Headed out yesterday on a boat out of Chinen (one of the southern most ports here in Okinawa) for some pelagics. plan was to troll out and hope for a wahoo or tuna then target Tuna and Mahi and if we had to move around a bit, set a spread in hopes of a marlin. 

we got on site and it was wide open on chicken mahis! all in the 5-15lb range. we quickly landed a released 4 on the troll and set our drift. I was hoping our strikes were wahoo and threw out a 300gram raider in pink on the slide. let it get down about 30 feet and as soon as I started cranking it was FISH ON! not quite out of the slide, the boat still had some momentum so the initial hookup felt good, then it became apparent that it was a small mahi. quickly released it and started throwing the iron hoping for a hoo but they weren't around. 

the rest of the boat was catching a releasing the chickens with a few 15-20lb keeper fish showing so I grabbed my RCLB80XL with a spinfisher 5500 and 20lb topshot and began tossing a popper. first cast and I had a small mahi in the boat. trebles tore it up so it went in the hold. I stood up on the side of the boat for a better view and was able to pick and choose which fish to throw to and got a decent cow and bull both in the 20lb range. noticed some bigger fish on the opposite side of the boat but pretty far out. threw the popper as far as I could and reeled it back as fast as I could making a giant smoke trail which caught their attention. did it again and they were on it but no strikes. got them within 30 yards of the boat and launched the hydro popper way past them. started popping it with super fast, hard jerks spraying water all over the place when the ocean erupted behind my lure. 3 big mahi all came in and tried to get it at the same time but none were successful. kept working it and then it just disappeared.... line came tight, rod bent... then doubled over, drag started screaming and the head of a good bull was skimming the surface headed towards the back and away from the boat. I had about 40 yards of my 20lb mono topshot left on the reel and it was gone in an instant. braid was disappearing quicky and the dark blue line that usually sees some water on a fish was gone and it was nothing but light blue braid singing through the guides. 



the fish jumped in the distance and I watched it throw my lure, but as soon as it hit the water I was tight again! the lure left its mouth and ended up catching the gill plate with the rear hook and the middle hook caught near its fin. the fight was still as intense as when it started but the big bull decided to head deep and peel even more line. More than 20 minutes later I was back at the front of the boat and had the beginning of my 100yrd mono topshot back on the spool. the knot would get to the spool, then leave the guides, then i'd get it back on the spool and gain several feet and then the fish would decide to take 20ft. we did this for about 6-8minutes but it felt like a half hour. 
finally it came up and broke the surface about 20 yards off the bow. another 3-5 minutes of maneuvering myself around the boat to get the best angle of pull and we had him at the gaff. first shot came up short and it took another 50 yard run. got him back to the boat and finally sunk a gaff in him. 

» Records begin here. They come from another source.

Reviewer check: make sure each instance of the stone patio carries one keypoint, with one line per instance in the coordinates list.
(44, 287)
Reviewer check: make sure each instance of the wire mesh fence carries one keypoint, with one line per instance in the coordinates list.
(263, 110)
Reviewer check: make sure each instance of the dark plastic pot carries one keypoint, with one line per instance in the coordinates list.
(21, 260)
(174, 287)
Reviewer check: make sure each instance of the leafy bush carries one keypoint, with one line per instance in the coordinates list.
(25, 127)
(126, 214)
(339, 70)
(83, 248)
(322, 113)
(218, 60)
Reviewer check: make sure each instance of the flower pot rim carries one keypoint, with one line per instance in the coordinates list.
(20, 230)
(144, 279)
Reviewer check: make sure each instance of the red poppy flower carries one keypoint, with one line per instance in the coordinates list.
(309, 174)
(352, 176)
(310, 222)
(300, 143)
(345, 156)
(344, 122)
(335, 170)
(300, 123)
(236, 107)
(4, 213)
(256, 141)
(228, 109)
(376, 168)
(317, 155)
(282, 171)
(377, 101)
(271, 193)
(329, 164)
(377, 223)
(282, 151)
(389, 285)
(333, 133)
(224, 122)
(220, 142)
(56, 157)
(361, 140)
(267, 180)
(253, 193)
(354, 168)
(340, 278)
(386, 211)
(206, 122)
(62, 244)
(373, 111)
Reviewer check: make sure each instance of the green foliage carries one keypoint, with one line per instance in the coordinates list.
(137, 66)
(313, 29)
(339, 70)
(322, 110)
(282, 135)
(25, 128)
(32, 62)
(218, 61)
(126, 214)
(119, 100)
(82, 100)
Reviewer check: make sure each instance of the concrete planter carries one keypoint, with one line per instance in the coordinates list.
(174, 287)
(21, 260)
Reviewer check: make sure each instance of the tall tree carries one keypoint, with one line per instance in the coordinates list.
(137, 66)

as soon as it hit the deck the lure came unhooked and everyone looked at each other in disbelief that it held through all that. 



35lb and 50" overall. beat my old PB by 3lbs. 


took it in to get a print made today and after being bled and iced all night it dropped to 27lbs. crazy how that works. 

after I got that fish I switched to two single hooks. 


and was instantly hooked up!


having so many fish in the hold already I let this girl go. 


went on to catch and release another 4 or 5 while some jigged for tuna then we called it a day!

trolled back for nothing. 


new RCJB84xl I just finished the night prior. I call it "50 shades of blue). 


back at the port we had over 50 fish and released half as many. filleted most and took some to sell.


----------



## bcahn (Jan 10, 2013)

Man that's awesome! I spent 3 years diving Oki's waters and didn't fish once. I really didn't know you could charter over there. Once again, great post and pics!


----------



## Achim2 (Apr 25, 2011)

Great story and a very nice Mahi! Congrats!


----------



## lowprofile (Jan 6, 2013)

Retired the 120 hydro popper. Going to attach it to the print. Going to give this a try tomorrow and this weekend.


----------



## lowprofile (Jan 6, 2013)

Probably not a rigging you see a lot in the gulf, it's a GT secret and also works excellent on tuna.


----------